Dynamic low-dimensional linear projections of multivariate data collectively known as tours provide an important tool for exploring multivariate data and models. The R package tourr provides functions for several types of tours: grand, guided, little, local and frozen. Each of these can be viewed dynamically, or saved into a data object for animation. This paper describes a new package, spinifex, which provides a manual tour of multivariate data where the projection coefficient of a single variable is controlled. The variable is rotated fully into the projection, or completely out of the projection. The resulting sequence of projections can be displayed as an animation, with functions from either the plotly or gganimate packages. By varying the coefficient of a single variable, it is possible to explore the sensitivity of structure in the projection to that variable. This is particularly useful when used with a projection pursuit guided tour to simplify and understand the solution. The use of the manual tour is applied particle physics data to illustrate the sensitivity of structure in a projection to specific variable contributions.

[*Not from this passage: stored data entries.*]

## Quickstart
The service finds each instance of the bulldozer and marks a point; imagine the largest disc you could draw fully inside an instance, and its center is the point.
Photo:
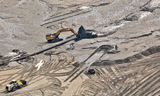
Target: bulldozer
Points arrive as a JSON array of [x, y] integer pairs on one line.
[[14, 85], [82, 34], [52, 38]]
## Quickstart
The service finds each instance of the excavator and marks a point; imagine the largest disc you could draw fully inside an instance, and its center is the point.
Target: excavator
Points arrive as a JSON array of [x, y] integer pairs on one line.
[[52, 38], [82, 34]]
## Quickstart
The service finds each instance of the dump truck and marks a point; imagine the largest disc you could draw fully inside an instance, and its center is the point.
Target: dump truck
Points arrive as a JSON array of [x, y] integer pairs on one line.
[[14, 85]]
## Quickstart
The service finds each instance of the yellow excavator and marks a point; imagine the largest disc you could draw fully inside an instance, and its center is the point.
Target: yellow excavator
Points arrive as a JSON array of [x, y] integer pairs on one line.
[[52, 38]]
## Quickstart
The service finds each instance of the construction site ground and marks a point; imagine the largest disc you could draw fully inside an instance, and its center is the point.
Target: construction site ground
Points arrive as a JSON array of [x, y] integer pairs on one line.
[[132, 25]]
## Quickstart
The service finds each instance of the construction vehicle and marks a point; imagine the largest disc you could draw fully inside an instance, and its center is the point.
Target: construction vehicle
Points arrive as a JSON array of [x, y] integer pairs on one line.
[[52, 38], [14, 85], [82, 34], [90, 71]]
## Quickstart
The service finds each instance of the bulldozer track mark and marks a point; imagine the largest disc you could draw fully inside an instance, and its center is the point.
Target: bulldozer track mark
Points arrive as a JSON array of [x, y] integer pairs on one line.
[[151, 89], [143, 81], [65, 17]]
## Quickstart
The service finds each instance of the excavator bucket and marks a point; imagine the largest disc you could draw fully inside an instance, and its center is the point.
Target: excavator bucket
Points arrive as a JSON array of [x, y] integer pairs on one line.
[[83, 34]]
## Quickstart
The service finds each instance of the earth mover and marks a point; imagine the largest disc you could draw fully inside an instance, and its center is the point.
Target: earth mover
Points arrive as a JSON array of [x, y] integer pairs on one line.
[[82, 34], [52, 38], [14, 85]]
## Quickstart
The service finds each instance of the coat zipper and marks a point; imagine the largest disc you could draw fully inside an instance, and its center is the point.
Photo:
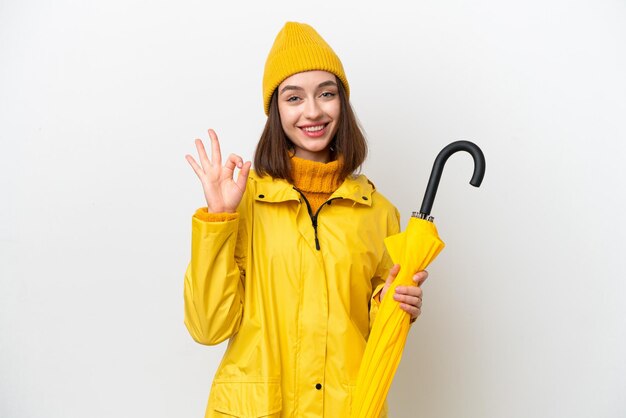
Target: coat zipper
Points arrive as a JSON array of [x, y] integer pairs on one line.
[[314, 216]]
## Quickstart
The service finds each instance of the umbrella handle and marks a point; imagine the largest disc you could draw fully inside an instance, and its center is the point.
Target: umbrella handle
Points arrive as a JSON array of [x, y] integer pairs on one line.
[[440, 161]]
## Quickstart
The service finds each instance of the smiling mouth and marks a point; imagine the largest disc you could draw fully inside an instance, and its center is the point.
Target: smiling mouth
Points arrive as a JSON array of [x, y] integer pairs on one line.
[[313, 129]]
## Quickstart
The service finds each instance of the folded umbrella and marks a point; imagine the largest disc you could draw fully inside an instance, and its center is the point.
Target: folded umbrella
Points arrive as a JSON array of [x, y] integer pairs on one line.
[[413, 249]]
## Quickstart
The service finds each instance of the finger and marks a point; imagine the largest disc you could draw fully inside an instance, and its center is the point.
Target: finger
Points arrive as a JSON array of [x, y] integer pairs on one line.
[[408, 300], [420, 277], [196, 168], [410, 290], [233, 161], [216, 153], [204, 159], [242, 177], [411, 310], [393, 273]]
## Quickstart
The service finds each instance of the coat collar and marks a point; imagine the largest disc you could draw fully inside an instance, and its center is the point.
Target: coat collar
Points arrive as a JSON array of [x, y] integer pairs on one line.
[[356, 188]]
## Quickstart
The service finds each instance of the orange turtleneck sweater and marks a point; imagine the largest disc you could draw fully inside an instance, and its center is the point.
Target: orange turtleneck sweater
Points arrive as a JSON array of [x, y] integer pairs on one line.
[[317, 181]]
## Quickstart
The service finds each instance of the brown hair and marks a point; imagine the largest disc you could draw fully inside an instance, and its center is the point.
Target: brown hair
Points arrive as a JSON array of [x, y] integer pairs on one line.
[[274, 150]]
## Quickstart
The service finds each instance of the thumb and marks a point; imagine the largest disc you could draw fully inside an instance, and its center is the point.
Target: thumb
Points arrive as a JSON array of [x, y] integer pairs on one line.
[[390, 278]]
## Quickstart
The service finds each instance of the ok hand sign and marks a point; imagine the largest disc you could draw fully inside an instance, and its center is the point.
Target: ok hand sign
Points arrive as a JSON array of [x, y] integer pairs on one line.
[[221, 191]]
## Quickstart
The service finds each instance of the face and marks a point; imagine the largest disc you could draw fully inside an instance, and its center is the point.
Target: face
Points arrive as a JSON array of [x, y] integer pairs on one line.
[[309, 108]]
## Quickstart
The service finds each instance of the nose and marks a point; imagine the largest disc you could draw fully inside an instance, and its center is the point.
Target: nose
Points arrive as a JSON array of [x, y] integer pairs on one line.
[[312, 109]]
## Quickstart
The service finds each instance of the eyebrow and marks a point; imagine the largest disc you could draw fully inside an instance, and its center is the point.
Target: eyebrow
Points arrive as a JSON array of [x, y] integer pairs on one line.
[[324, 84]]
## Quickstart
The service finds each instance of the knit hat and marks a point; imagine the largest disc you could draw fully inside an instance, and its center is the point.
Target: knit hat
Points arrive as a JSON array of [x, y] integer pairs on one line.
[[297, 48]]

Exploring multivariate spaces is a challenging task, increasingly so as dimensionality increases. Traditionally, static low-dimensional projections are used to display multivariate data in two dimensions including principal component analysis, linear discriminant spaces or projection pursuit. These are useful for finding relationships between multiple variables, but they are limited because they show only a glimpse of the high-dimensional space. An alternative approach is to use a tour (Asimov 1985) of dynamic linear projections to look at many different low-dimensional projections. Tours can be considered to extend the dimensionality of visualization, which is important as data and models exist in more than 3D. The package tourr (Wickham et al. 2011) provides a platform for generating tours. It can produce a variety of tours, each paired with a variety of possible displays. A user can make a grand, guided, little, local or frozen tour, and display the resulting projected data as a scatterplot, density plot, histogram, or even as Chernoff faces if the projection dimension is more than 3.

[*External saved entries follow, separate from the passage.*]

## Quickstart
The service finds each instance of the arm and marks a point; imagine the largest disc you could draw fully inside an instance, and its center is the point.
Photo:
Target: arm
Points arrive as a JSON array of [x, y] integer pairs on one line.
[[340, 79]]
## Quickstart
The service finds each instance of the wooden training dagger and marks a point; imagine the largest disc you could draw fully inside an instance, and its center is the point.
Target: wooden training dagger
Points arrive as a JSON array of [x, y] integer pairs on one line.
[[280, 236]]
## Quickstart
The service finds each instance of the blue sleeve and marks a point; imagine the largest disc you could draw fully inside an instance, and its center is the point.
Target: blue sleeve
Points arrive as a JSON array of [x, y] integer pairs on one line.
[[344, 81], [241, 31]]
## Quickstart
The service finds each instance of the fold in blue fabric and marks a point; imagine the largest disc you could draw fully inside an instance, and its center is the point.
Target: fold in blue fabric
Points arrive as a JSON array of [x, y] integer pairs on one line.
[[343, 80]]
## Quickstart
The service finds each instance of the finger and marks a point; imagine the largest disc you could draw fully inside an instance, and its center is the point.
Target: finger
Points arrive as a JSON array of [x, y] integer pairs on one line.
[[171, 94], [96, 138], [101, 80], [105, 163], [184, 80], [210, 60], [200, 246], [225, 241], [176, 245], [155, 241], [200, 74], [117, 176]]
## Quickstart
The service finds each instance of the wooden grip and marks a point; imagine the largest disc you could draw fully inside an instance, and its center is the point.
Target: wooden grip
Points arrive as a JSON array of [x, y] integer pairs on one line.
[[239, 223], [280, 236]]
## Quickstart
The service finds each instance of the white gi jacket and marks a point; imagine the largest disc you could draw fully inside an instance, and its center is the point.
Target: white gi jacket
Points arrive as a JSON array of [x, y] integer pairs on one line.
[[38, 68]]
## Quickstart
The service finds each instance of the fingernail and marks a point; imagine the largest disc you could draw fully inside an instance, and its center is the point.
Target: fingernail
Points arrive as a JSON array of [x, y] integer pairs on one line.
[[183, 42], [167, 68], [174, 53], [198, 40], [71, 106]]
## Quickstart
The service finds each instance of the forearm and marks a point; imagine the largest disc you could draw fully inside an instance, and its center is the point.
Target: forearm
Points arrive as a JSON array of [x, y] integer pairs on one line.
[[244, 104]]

This work adds a manual tour to the collection. The manual tour was described in Cook and Buja (1997) and allows a user to control the projection coefficients of a selected variable in a 2D projection. The manipulation of these coefficients allows the analyst to explore their sensitivity to the structure within the projection. As manual tours operate on only one variable at a time, they are particularly useful once a feature of interest has been identified.
One way to identify “interesting” features is with the use of a guided tour (Cook et al. 1995-09). Guided tours select a very specific path, which approaches a projection that optimizes an objective function. The optimization used to guide the tour is simulated annealing (Kirkpatrick et al. 1983). The direct optimization of a function allows guided tours to rapidly identify interesting projection features given the relatively large parameter-space. After a projection of interest is identified, an analyst can then use the “finer brush” of the manual tour to control the contributions of individual variables to explore the sensitivity they have on the structure visible in the projection.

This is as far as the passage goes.